How did I get it?:
I received a copy from the publisher and I bought my own!
Previously reviewed by the same author:
They were coming tonight to tell ghost stories. ‘A tale to freeze the blood,’ was the only rule. Switzerland, 1816. On a stormy summer night, Lord Byron and his guests are gathered round the fire.
Felix, their serving boy, can’t wait to hear their creepy tales.
Yet real life is about to take a chilling turn – more chilling than any tale.
Frantic pounding at the front door reveals a stranger, a girl covered in the most unusual scars.
She claims to be looking for her sister, supposedly snatched from England by a woman called Mary Shelley.
Someone else has followed her here too, she says. And the girl is terrified.
I’ve made no secret of the fact that I love Emma Carroll’s books. I always find myself pulled into her stories before long and become completely immersed in the world. I thought Strange Star was a fantastic addition to her repetoire. It’s creepy but not too creepy for the middle-grade audience that it is geared towards.
Strange Star is mainly narrated by Lizzie, who appears at Villa Diodati. Felix is serving Lord Byron and his guests including Mary Shelley. Some of the narration is also told by Felix, who we hear from before and after Lizzie tells her tale. Strange Star explores the story of Lizzie’s sister, Peg, who has been taken by Mary Shelley, a scientist. I absolutely loved how Emma Carroll used Frankenstein to explain Lizzie’s story and explore the possible reasons for Mary Shelley’s Frankenstein. It was incredibly clever and very compelling.

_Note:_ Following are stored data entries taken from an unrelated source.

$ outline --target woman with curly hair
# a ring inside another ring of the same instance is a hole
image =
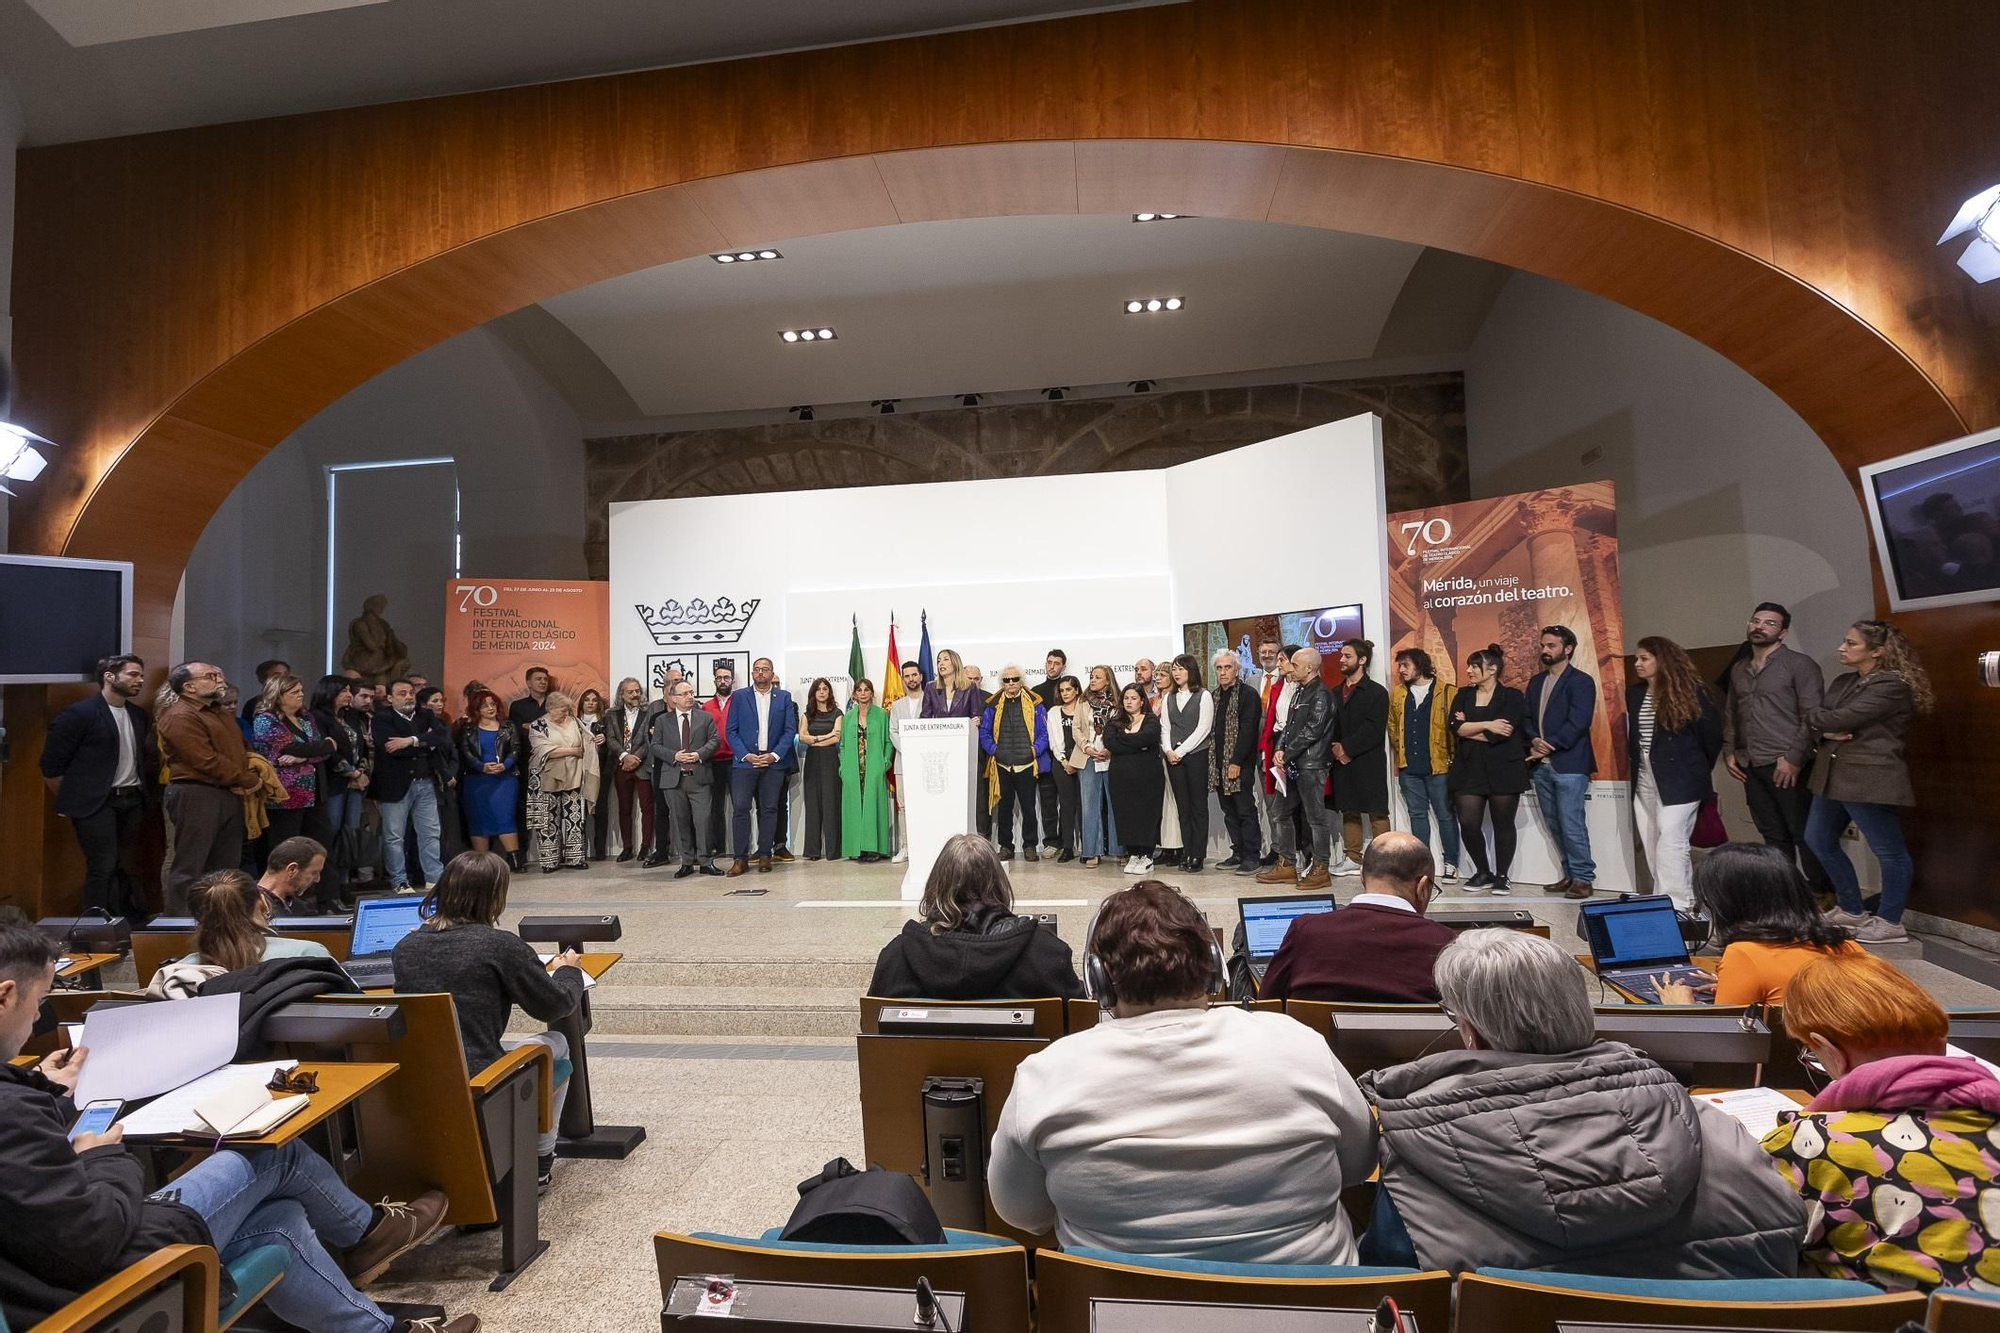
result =
[[[1632,820],[1653,872],[1653,891],[1687,911],[1694,905],[1688,837],[1701,803],[1715,795],[1722,710],[1687,649],[1648,636],[1632,656],[1639,683],[1625,687],[1632,754]]]
[[[1826,687],[1820,706],[1805,716],[1807,729],[1818,738],[1806,846],[1826,867],[1840,899],[1827,915],[1852,927],[1863,944],[1888,944],[1909,938],[1903,905],[1915,874],[1896,813],[1898,806],[1917,803],[1903,747],[1910,718],[1930,712],[1936,696],[1916,650],[1886,620],[1849,625],[1840,641],[1840,664],[1846,674]],[[1873,912],[1861,901],[1854,863],[1840,845],[1849,824],[1861,830],[1882,865],[1882,900]]]

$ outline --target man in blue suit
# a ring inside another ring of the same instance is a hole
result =
[[[792,696],[777,687],[771,659],[750,664],[750,688],[729,698],[729,802],[735,812],[736,860],[730,875],[750,868],[750,808],[757,808],[757,870],[769,874],[785,774],[797,762],[799,714]]]
[[[1562,879],[1543,892],[1588,898],[1597,878],[1584,822],[1590,770],[1597,767],[1590,748],[1597,681],[1571,665],[1575,655],[1576,635],[1569,626],[1542,631],[1542,674],[1528,682],[1528,760],[1535,766],[1535,803],[1562,858]]]
[[[120,865],[160,771],[152,720],[132,702],[145,688],[144,662],[129,653],[105,658],[97,664],[97,693],[50,719],[42,742],[42,778],[83,848],[85,911],[146,915]]]

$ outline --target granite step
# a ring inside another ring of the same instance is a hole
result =
[[[852,1037],[860,1031],[860,994],[860,986],[613,986],[606,981],[590,993],[591,1031],[616,1036]]]

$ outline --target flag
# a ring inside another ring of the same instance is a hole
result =
[[[917,646],[917,670],[924,673],[925,680],[937,679],[937,667],[931,661],[931,613],[919,611],[917,620],[923,626],[923,642]]]
[[[883,708],[903,697],[903,664],[896,660],[896,613],[889,613],[889,665],[882,668],[882,688],[875,701]]]
[[[854,682],[868,674],[867,663],[861,660],[861,617],[854,617],[854,640],[847,647],[847,692],[854,693]]]

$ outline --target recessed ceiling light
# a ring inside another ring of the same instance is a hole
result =
[[[718,250],[709,256],[718,264],[750,264],[759,259],[783,259],[776,250]]]
[[[1180,308],[1181,308],[1181,298],[1180,298],[1180,297],[1178,297],[1178,296],[1169,296],[1169,297],[1167,298],[1167,309],[1169,309],[1169,310],[1179,310]]]
[[[710,255],[709,258],[718,264],[733,264],[736,262],[735,255]]]
[[[820,336],[820,337],[822,337],[822,338],[829,338],[829,339],[830,339],[830,338],[832,338],[832,337],[833,337],[833,330],[832,330],[832,329],[821,329],[821,330],[819,331],[819,336]]]
[[[1174,222],[1187,217],[1186,213],[1134,213],[1134,222]]]
[[[788,343],[795,343],[799,340],[798,330],[796,329],[786,329],[783,333],[779,334],[778,336],[783,338]]]
[[[1187,300],[1179,296],[1148,296],[1125,303],[1128,315],[1157,315],[1167,310],[1179,310],[1187,305]]]
[[[757,252],[757,258],[759,259],[776,259],[778,257],[779,255],[776,250],[759,250]]]
[[[819,337],[819,335],[817,333],[814,333],[811,329],[801,329],[799,331],[799,337],[804,338],[807,342],[811,342],[814,338]]]
[[[1159,308],[1165,304],[1166,302],[1162,301],[1159,297],[1156,296],[1152,300],[1146,302],[1146,310],[1149,314],[1154,313],[1157,312]]]
[[[1144,301],[1127,301],[1125,303],[1125,313],[1128,315],[1136,315],[1145,308],[1146,303]]]
[[[781,329],[778,336],[788,343],[830,343],[839,337],[832,329]]]

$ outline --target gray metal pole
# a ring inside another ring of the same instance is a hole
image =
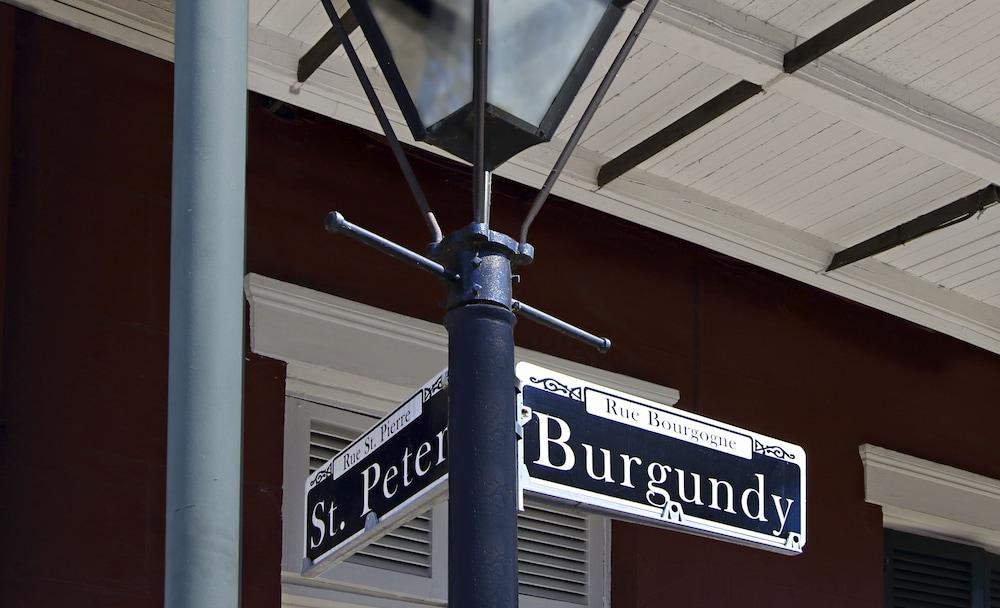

Emma Carroll is absolutely fantastic at creating characters that I really come to care about. This was especially the case with Lizzie and Peg. I loved reading about the sisters and the special bond that they had with one another. I also really liked Felix and particularly enjoyed reading his narration.
As soon as I started Strange Star, I really didn’t want to put it down. It was a real page turner and a pleasure to read. Strange Star is unnerving without being scary which I really appreciate. I shall certainly be recommending it to the Year 5-6 team at my school (10-11 year olds) as I think they’d lap up this highly atmospheric book!